Thousands of anxious, hungry refugees struggled to get home amid a fragile ceasefire.
A crush of people were back on Congo's dirt roads after fleeing the
battle between the army and Laurent Nkunda's rebel movement.
"We've had nothing to eat for three days," said Rhema Harerimana, travelling with one baby nursing at her breast, another on her back and a toddler clinging to her skirt.
Harerimana said she had been on the run for five days but was now heading home to Kibumba, about 28km from the eastern provincial capital of Goma where rebels halted their advance on Wednesday and called for a ceasefire.
The conflict is fuelled by festering ethnic hatred left over from Rwanda's 1994 genocide and Congo's unrelenting civil wars.
Nkunda claims the Congolese Government has not protected ethnic Tutsis from the Rwandan Hutu militia, who escaped to Congo after helping slaughter half a million Rwandan Tutsis.
All sides are believed to fund their fighters by mining Congo's vast mineral riches so have no financial interest in ending the fighting.
Ordinary people are bearing the brunt of the dispute.
According to the United Nations, some 50,000 Congolese appear to have fled refugee camps near Rutshuru, a village 88km north of Goma, in recent days.

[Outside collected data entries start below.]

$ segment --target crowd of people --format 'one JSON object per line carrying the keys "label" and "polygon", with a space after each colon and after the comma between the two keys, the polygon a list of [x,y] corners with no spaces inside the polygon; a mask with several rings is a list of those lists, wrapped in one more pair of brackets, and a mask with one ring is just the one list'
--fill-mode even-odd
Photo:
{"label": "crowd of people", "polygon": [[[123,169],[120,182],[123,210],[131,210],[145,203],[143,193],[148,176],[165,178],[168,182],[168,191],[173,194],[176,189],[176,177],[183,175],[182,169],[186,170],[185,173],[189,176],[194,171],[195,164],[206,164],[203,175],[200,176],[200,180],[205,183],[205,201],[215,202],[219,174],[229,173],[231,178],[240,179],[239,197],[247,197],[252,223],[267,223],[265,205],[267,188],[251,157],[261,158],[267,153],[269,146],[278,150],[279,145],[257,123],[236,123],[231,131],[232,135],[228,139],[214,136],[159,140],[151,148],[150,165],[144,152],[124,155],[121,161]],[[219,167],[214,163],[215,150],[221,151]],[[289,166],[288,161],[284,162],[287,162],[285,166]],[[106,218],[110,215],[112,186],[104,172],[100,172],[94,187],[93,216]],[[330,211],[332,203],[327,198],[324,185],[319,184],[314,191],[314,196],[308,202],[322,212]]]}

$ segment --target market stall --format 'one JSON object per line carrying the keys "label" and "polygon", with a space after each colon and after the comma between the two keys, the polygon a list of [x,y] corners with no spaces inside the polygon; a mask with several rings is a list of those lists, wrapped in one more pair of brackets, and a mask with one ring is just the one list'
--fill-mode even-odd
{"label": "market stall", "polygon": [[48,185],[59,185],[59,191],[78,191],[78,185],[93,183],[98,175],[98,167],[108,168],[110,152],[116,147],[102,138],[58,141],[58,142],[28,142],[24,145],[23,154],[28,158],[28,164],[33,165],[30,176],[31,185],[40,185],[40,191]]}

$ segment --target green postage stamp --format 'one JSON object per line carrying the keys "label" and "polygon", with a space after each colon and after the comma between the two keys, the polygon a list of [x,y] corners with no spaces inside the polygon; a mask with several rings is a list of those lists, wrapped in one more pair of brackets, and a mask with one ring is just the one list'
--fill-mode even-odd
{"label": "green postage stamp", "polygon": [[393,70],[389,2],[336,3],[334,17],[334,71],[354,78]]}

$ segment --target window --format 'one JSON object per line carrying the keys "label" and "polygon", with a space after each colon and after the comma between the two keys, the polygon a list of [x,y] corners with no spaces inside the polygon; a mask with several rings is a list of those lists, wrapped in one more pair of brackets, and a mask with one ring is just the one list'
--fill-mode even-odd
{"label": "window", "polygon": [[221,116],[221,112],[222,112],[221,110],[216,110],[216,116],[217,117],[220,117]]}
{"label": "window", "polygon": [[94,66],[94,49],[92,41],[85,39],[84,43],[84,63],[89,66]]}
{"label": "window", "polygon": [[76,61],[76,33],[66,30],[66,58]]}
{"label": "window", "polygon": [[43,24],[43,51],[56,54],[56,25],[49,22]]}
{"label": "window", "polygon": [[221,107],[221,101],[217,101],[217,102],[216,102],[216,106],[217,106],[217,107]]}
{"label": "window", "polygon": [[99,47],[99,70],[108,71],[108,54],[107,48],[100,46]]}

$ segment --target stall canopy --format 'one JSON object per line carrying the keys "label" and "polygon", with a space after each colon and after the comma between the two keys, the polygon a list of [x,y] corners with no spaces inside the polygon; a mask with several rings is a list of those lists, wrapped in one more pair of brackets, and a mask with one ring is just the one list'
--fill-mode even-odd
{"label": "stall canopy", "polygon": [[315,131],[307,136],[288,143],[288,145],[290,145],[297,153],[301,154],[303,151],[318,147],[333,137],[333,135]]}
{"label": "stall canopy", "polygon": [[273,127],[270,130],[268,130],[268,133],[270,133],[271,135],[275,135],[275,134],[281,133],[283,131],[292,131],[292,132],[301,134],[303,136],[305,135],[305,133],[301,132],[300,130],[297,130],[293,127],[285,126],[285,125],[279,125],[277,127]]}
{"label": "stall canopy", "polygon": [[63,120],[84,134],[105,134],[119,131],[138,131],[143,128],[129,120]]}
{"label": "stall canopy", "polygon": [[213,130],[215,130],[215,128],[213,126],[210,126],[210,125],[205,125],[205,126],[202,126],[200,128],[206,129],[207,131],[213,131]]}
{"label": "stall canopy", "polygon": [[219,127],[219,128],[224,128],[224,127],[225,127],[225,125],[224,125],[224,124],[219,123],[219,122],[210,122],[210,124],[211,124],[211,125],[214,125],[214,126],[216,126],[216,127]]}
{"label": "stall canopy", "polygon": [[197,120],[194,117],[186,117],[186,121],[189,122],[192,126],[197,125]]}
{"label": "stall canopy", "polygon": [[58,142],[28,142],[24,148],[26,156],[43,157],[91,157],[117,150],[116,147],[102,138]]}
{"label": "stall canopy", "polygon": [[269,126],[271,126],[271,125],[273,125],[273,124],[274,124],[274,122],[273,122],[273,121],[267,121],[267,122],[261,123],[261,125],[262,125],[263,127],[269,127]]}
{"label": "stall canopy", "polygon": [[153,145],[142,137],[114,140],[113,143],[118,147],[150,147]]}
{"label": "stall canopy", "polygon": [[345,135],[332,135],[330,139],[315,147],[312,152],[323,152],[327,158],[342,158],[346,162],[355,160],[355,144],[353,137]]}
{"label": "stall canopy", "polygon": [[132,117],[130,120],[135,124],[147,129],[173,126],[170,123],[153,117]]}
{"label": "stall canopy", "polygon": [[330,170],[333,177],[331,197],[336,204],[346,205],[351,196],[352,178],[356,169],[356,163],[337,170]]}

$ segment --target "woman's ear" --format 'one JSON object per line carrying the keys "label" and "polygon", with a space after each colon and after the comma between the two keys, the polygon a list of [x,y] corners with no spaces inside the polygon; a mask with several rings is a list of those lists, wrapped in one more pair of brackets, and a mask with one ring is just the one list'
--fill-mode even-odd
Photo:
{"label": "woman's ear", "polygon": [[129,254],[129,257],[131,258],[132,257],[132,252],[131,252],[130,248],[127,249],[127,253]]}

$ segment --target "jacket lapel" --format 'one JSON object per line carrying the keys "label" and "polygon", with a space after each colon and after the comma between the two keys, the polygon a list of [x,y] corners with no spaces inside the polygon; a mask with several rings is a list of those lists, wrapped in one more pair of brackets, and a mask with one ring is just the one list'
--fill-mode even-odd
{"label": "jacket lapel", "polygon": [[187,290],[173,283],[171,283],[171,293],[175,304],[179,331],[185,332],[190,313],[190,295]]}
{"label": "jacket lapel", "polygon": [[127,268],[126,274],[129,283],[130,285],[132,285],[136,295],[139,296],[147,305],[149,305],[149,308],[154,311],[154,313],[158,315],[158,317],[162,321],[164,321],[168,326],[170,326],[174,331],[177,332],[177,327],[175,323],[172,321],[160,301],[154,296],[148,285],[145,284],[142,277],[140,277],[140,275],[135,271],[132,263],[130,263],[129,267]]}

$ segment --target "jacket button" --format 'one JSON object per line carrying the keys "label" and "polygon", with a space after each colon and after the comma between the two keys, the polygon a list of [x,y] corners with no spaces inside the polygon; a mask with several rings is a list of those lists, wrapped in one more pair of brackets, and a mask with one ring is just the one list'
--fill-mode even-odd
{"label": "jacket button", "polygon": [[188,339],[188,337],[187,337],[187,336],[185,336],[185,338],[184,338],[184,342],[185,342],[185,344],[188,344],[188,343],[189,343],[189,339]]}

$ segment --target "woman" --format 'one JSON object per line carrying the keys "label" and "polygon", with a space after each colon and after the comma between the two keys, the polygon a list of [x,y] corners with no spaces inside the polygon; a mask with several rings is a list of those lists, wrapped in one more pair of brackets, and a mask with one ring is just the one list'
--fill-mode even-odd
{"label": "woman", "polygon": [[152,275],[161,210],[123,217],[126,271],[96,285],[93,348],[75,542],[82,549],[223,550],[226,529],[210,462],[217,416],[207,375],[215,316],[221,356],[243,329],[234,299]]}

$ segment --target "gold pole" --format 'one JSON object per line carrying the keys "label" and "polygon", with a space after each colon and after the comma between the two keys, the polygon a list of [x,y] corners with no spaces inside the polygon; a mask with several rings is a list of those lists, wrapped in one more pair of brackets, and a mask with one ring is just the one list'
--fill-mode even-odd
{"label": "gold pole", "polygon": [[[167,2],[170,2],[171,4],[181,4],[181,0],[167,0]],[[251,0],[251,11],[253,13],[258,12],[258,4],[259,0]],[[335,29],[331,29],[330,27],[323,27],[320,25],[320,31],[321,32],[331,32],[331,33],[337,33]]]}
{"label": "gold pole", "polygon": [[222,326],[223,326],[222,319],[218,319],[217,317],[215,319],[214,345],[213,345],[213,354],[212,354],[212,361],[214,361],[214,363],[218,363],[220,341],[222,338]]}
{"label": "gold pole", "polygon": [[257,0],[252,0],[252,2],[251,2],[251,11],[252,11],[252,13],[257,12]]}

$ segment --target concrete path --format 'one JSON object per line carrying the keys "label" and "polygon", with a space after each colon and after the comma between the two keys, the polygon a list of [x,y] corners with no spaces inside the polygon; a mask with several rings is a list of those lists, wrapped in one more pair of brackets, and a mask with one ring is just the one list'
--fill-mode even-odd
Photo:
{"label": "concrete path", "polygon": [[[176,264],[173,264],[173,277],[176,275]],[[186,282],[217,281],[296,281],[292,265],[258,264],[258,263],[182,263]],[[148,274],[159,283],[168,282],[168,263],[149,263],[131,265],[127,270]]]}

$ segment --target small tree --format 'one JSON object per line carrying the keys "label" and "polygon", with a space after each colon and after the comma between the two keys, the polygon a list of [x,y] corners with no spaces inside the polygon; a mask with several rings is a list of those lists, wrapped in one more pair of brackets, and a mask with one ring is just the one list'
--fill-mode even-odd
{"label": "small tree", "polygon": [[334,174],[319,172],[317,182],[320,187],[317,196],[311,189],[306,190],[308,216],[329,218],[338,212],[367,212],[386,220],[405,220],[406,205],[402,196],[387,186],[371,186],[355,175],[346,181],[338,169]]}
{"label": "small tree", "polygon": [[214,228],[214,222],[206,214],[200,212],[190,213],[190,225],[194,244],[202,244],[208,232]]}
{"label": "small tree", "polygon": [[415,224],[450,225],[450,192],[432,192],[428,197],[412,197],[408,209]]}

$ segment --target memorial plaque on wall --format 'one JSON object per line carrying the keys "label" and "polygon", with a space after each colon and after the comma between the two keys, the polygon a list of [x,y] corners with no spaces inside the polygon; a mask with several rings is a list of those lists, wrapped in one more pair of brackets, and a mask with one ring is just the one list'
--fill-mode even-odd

The UN's deputy representative and humanitarian co-ordinator in Congo said more than a million people have been now displaced _ 220,000 of them since August.
"This is extraordinary," Ross Mountain said. "A million [displaced] in a province of six million."
The UN has only 6000 of its 17,000 Congo peacekeepers in the east because of unrest elsewhere.
The UN peacekeeping mission in Congo is the largest in the world _ but it called for reinforcements last week.
The European Union decided Friday against sending troops into Congo, saying the 27-member bloc will instead focus on a diplomatic solution.